January 16-17th- We opened the lodge for fine dining over the weekend to great success and enjoyment of our dinner guests and the chef. I am learning the restaurant business for the first time and enjoyed the opportunity to present the lodge to diners in this unique environment. With a set menu and a view of the valley most of our guests hiked in the 1.5 miles and revved up their appetite. With the fireplace roaring and the courses flowing, we were told by many that it was one of the best meal of their lives. Hopefully we can entice enough people to come for this destination dining opportunity to make a successful go of this part of the business model.We plan to open the restaurant again for the weekend of January 30-31. please take a look at our menu for the weekend.

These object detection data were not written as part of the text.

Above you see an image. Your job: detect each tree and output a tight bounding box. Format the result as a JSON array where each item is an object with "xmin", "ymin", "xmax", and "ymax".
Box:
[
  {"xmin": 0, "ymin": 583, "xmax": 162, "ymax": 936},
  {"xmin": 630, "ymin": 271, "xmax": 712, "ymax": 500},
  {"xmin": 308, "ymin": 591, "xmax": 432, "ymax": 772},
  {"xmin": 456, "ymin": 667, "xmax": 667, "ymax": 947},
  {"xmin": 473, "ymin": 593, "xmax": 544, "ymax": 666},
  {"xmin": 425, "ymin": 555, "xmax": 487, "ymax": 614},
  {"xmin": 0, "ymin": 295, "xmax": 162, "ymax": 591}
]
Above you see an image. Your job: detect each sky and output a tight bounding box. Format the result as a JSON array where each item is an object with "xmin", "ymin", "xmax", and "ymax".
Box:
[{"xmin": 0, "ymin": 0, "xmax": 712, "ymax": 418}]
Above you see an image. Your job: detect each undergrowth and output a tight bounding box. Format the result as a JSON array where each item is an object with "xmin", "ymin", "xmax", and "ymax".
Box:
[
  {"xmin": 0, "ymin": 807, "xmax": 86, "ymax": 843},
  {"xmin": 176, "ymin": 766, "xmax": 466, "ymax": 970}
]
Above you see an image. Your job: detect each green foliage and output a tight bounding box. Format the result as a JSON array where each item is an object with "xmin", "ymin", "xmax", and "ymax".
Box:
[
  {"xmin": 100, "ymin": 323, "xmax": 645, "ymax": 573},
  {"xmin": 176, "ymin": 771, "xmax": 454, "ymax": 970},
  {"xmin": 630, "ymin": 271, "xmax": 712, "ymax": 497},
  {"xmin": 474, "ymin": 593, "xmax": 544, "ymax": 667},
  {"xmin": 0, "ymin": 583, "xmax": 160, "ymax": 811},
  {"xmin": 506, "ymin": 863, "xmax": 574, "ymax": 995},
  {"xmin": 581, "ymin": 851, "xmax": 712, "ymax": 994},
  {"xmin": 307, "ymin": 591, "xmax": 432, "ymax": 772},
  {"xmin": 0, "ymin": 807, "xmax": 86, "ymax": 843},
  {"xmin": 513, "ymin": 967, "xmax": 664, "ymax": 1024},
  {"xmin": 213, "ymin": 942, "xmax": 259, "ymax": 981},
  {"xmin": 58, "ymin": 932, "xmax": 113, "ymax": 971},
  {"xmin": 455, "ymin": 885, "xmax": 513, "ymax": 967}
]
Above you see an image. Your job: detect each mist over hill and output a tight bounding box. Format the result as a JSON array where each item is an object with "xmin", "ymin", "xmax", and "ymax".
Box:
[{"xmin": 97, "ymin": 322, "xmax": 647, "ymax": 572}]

January 15th- I made a trip up Blodgett Canyon today with two others and we crossed into Mill Canyon via a bowl east of Sears Lake. The snow was warm and sunbaked on the southfacing approach with increasing avy hazard. The ascent was gorgeous with views of High Lake, Blodgett Peak and the whole canyon below our feet. We stuck with the plan of descending the north face to Mill Canyon via a steep headwall, followed by a mellow bowl ski, to a treed traverse to the outer east face which we descended on challenging hard packed variable conditions. We found nothing more than two inches of powder blown here and there and in the trees. Today was the day for this tour and hopefully others. There have been some slides on the south sides and rather little noted today other than some probable ice fall noise and a southeast facing pocket had pulled out high on the ridge west of Castle Crag. On the tour out Mill we ran into wolf sign after about two miles and the moose the pack had been following. Blodgett Canyon in better shape for skiing than Mill as found last year as well.